A key is included close to the figure of Peter, helping with identification. Text to the side of John the Baptist reads ‘Ecce Agnus Dei’ which translates as ‘Behold the Lamb of God’. Mary Magdalene is identifiable by her long hair.

People are gathered at worship close by, including a King who has removed his crown in respect to our King!

Below this is a depiction of the crucifixion. Christ in crucified, with Mary and John standing in their traditional places at the side of the cross. Roman soldiers, some partially hidden from sight, stand in the background.

To the left of this is the nativity; Mary holds the baby Jesus as the wise men arrive, with the light from the star shining down on Mary and her child. To the right, an exquisitely beautiful depiction of Jesus shows him standing outside a door, script close by reading ‘Behold, I stand at the door and knock’. Well, have we opened the door is probably the thought which has probably gone through many minds during the last nearly 100 years!


A scroll running across the top reads ‘Thou are the King of glory O Christ; a further scroll lower down reads ‘When thou hadst overcome the sharpness of death thou didst open the Kingdom of Heaven to all believers’. This is part of the text from the Te Deum.

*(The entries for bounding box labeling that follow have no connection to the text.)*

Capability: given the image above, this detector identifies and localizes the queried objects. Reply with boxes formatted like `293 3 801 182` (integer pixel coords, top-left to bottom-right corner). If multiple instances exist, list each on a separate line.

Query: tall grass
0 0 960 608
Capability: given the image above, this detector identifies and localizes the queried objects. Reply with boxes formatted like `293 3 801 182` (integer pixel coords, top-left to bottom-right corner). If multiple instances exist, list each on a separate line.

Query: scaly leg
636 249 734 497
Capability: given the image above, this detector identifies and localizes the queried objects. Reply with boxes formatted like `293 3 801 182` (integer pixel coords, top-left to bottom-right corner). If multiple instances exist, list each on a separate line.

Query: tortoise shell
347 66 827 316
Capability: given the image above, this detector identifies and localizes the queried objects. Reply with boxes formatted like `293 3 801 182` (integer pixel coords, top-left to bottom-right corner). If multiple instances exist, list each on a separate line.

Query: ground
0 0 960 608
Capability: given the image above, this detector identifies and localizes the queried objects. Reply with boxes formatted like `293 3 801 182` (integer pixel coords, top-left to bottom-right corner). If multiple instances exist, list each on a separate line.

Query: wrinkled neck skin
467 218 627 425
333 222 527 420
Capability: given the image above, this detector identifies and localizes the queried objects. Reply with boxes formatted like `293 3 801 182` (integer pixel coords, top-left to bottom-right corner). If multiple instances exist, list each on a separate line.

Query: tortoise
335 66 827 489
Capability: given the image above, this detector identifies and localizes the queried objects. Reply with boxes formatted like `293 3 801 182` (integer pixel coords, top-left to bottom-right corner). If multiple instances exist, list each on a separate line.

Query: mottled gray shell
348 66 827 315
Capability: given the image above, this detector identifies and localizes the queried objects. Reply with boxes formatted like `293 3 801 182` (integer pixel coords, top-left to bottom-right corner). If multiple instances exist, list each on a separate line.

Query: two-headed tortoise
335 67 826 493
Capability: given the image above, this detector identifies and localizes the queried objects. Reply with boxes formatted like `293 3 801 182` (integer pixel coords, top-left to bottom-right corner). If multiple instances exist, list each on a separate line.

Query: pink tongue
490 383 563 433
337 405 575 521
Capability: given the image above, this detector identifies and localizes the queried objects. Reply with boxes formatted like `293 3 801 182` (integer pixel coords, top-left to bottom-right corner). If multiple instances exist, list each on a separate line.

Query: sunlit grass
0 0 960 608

In the tracery at the top of this window is a depiction of the trinity, with the Father, son and Holy Spirit in one form; the latter shown by a beam of light, within which is the Agnus Dei.

At the bottom are representations of Molesworth and neighbouring Keyston churches. At the side of Molesworth church is a small representation of St Peter crucified upside down, with cockerel also depicted close by.. Close to the illustration of Keyston church we see St John the Baptist baptising Jesus.

The only other stained glass here is on the west wall of the tower, where Jesus is shown in the act of placing on a crown on a knight, which I daresay is St George as his cross is included below.


There is a very cracked and battered marble memorial slab on the floor of the nave, which is thought to date from the early 14th century. The inscription is very faded and it has not been easy to establish who this is in memory of. On the floor slab is a worn inscription and over the years different interpretations of the words have been made. It was though, at one point, to relate to Walter de Molesworth’s wife, dating to about 1300. Walter de Molesworth was a sheriff of Beds and Bucks between 1298-1308, and accompanied Edward I to the Holy Land. However, it was later thought that it is instead the wife of William de Molesworth, named perhaps Amicia or Maria. Another similar slab is to be found under the pulpit.


The church grounds are compact and there is nothing which had its own Grade II Listing. A fine box tomb to one Elizabeth Stewart who died in 1811 aged 18 years stands close to the south porch. There are some finely crafted 18th century stones, several of which feature am angel, which symbolises the safe escorting of the soul to Heaven. To be fair, there is nothing of any great age or rarity though, except of course for the 12th century coffin lid mentioned earlier.

It was time to move on, with Brington the next point of call, as I continued to follow the back roads adjacent to the A14 west towards Huntingdon. To be honest though, the thoughts of the food at Catworth, who had a patronal festival taking place, with home made refreshments at the village hall, was a little bit too much in my thoughts. Not for the first time, churchcrawling and food were very much hand in hand.

This is a delightful church, which is usually open and welcoming and well worth taking a look at if you are around.